For the second half of the first year of my son’s life, day after day, I made eye contact with other moms. Some of them didn’t know how to handle my situation (it looked pretty rough), but most of them did. While my child screamed, they smiled – at me. Their eyes offered support. And their unspoken words felt to me like Heaven on earth….
“It’s okay mama, I’ve got your back.”
“Don’t worry mama, it will pass and get so much better, I promise.”
“I wish I could help you but your really doing an amazing job.”
“I remember my son was exactly like that. I’m here for you.”
It was like God was rolling the rug back down so I could regain my footing. Slowly but surely my ideas about what being a mom meant and my perception of what other moms are really like changed. And so did my purpose.
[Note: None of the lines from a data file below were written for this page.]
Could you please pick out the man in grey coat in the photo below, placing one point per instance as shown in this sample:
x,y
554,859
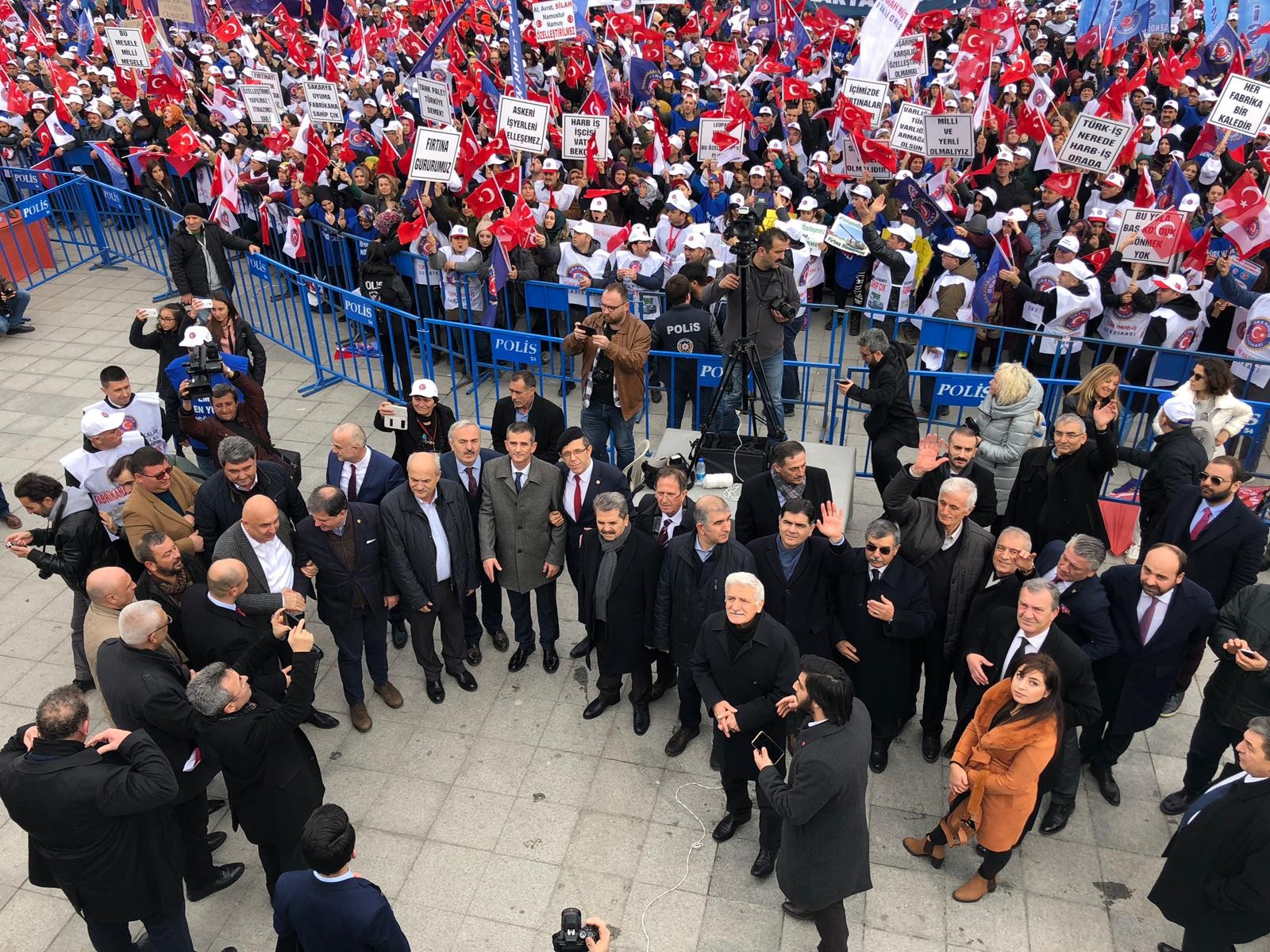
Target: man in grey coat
x,y
825,835
522,539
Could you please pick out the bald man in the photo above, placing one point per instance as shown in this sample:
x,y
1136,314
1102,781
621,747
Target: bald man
x,y
362,474
110,590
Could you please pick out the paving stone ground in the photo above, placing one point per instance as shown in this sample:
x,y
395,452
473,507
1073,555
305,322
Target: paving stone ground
x,y
480,819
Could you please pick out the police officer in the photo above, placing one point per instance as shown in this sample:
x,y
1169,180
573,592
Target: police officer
x,y
683,329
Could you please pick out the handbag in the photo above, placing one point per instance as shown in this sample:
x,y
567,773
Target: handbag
x,y
291,460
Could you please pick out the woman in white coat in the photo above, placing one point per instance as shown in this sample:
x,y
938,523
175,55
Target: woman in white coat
x,y
1219,416
1007,422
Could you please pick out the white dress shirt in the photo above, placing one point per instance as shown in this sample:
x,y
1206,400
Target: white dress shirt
x,y
276,562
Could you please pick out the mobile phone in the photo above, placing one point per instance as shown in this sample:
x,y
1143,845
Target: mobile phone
x,y
774,750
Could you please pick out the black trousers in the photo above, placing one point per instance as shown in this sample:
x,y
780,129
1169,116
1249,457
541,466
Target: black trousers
x,y
448,607
549,621
1210,742
831,923
737,801
190,818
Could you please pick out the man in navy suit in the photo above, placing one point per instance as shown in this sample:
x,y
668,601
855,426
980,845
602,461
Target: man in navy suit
x,y
1160,617
355,592
329,908
1223,541
464,465
364,475
584,478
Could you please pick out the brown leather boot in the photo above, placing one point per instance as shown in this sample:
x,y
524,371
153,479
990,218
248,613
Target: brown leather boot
x,y
925,848
976,889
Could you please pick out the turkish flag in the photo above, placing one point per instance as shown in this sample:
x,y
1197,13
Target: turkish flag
x,y
1064,183
486,198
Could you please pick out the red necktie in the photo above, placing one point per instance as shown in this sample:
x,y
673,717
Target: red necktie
x,y
1203,520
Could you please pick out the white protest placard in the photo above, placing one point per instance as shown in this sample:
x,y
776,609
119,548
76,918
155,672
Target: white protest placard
x,y
525,124
552,21
1095,143
908,135
435,155
129,48
260,105
433,101
1134,221
577,131
270,80
869,95
908,57
706,149
950,136
1242,106
324,103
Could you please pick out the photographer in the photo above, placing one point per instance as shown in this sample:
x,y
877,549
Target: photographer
x,y
772,300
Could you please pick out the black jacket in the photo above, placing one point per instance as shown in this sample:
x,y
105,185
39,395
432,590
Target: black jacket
x,y
545,418
146,691
187,264
1226,556
1217,876
986,505
80,543
412,554
690,589
1056,503
759,511
891,405
95,825
802,602
268,765
337,584
219,503
1175,460
752,682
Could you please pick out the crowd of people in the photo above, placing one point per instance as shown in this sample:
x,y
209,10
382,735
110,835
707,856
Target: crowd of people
x,y
983,579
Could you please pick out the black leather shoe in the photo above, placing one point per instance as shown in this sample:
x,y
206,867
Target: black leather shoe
x,y
318,719
641,720
764,865
1176,804
1108,787
728,825
518,658
596,708
879,757
930,748
679,739
225,877
1056,818
399,635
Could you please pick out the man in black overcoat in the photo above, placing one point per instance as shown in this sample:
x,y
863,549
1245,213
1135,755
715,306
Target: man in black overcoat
x,y
616,592
743,664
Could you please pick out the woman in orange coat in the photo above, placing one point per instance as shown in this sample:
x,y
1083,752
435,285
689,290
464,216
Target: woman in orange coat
x,y
996,768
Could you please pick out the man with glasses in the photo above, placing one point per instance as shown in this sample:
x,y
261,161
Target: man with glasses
x,y
144,685
615,355
162,501
1223,541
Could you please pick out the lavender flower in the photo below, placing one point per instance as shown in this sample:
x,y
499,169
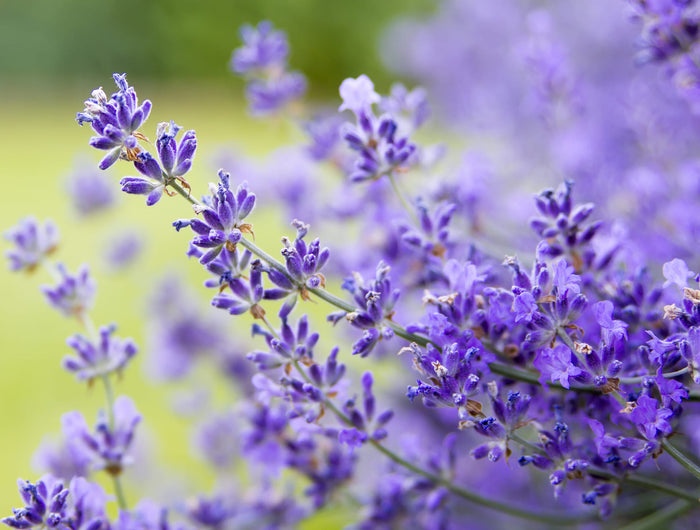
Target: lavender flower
x,y
303,264
32,243
123,249
89,191
48,504
288,347
562,224
175,161
263,61
650,420
222,219
99,359
109,444
116,121
72,295
375,302
45,504
381,150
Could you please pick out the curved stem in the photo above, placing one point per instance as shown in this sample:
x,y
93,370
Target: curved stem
x,y
497,368
91,330
680,457
512,372
644,482
402,199
661,518
449,485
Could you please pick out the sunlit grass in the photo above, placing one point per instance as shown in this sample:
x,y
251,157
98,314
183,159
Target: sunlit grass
x,y
41,146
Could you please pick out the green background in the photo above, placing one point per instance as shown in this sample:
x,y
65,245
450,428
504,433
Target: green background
x,y
176,54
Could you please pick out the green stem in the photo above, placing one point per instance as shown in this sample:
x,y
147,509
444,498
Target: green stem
x,y
447,484
680,457
403,201
644,482
109,395
661,518
500,369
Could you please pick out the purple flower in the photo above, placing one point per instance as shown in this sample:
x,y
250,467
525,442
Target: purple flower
x,y
45,505
222,223
690,349
352,438
555,364
671,390
92,360
64,459
410,108
611,330
263,47
375,301
562,225
108,445
288,346
116,121
358,95
677,273
268,95
650,420
123,249
215,438
32,243
72,295
263,61
89,191
382,148
48,504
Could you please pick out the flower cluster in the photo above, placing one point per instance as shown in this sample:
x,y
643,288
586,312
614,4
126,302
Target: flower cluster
x,y
382,147
571,356
262,59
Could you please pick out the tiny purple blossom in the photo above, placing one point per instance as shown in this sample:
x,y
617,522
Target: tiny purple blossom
x,y
72,295
358,94
108,446
555,364
96,359
649,420
32,243
677,273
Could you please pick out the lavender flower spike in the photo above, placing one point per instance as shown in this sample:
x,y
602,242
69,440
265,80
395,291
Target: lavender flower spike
x,y
32,243
222,223
175,161
92,360
45,505
263,61
108,446
116,121
73,295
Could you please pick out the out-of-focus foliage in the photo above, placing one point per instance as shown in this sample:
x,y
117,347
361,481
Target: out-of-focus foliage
x,y
185,39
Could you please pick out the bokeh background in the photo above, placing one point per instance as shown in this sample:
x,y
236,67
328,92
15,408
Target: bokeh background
x,y
176,53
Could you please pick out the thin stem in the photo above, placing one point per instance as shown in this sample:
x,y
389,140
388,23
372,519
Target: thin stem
x,y
641,481
641,378
680,457
402,199
109,395
447,484
644,482
661,518
500,369
269,327
511,372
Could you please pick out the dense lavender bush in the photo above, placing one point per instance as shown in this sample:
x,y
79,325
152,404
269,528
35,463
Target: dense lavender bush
x,y
522,358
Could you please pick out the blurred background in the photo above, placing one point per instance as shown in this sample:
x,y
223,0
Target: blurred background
x,y
176,53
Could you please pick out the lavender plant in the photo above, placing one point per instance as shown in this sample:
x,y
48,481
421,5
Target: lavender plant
x,y
555,387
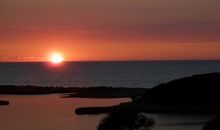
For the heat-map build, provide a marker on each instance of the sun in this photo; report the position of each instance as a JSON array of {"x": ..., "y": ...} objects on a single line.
[{"x": 56, "y": 58}]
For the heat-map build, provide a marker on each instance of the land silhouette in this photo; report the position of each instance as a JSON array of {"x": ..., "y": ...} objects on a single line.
[
  {"x": 195, "y": 94},
  {"x": 126, "y": 120}
]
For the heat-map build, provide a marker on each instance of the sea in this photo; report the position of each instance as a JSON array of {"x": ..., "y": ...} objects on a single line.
[
  {"x": 144, "y": 74},
  {"x": 27, "y": 112}
]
The truth is that momdating (mom friending) is whatever we make of it. We can judge, and we can react to being judged. Or we can empower one another and start to take an active role in the universal sorority we are automatically accepted into when we become moms. Like-minded or not, we are all mothers and we all had that same damn rug pulled from underneath us. We can resist these changes or regain control and empower one another. We all deserve to be happy and to love this stage of our lives.
Tonight I plan to hit a bar in Boston with some of my best friends from high school. We make an effort to meet up about once a month. Next Friday I’ll have my closest mom friends over for our bi-monthly wine Friday – a time when we can all turn off those fake smiles and let loose while our kids play in the background. In January I will rally for a good friend’s engagement party, and then a few nights later meet a bunch of moms for a moms’ night out.
So when I am in NYC next, I really hope we can actually meet because, yes, you do remind me a lot of myself. And I believe that together we can defeat the negative and awkward perception of motherhood and mom dating that so often gets the best of moms like us.
Consider yourself one mom friend up. Who else is in?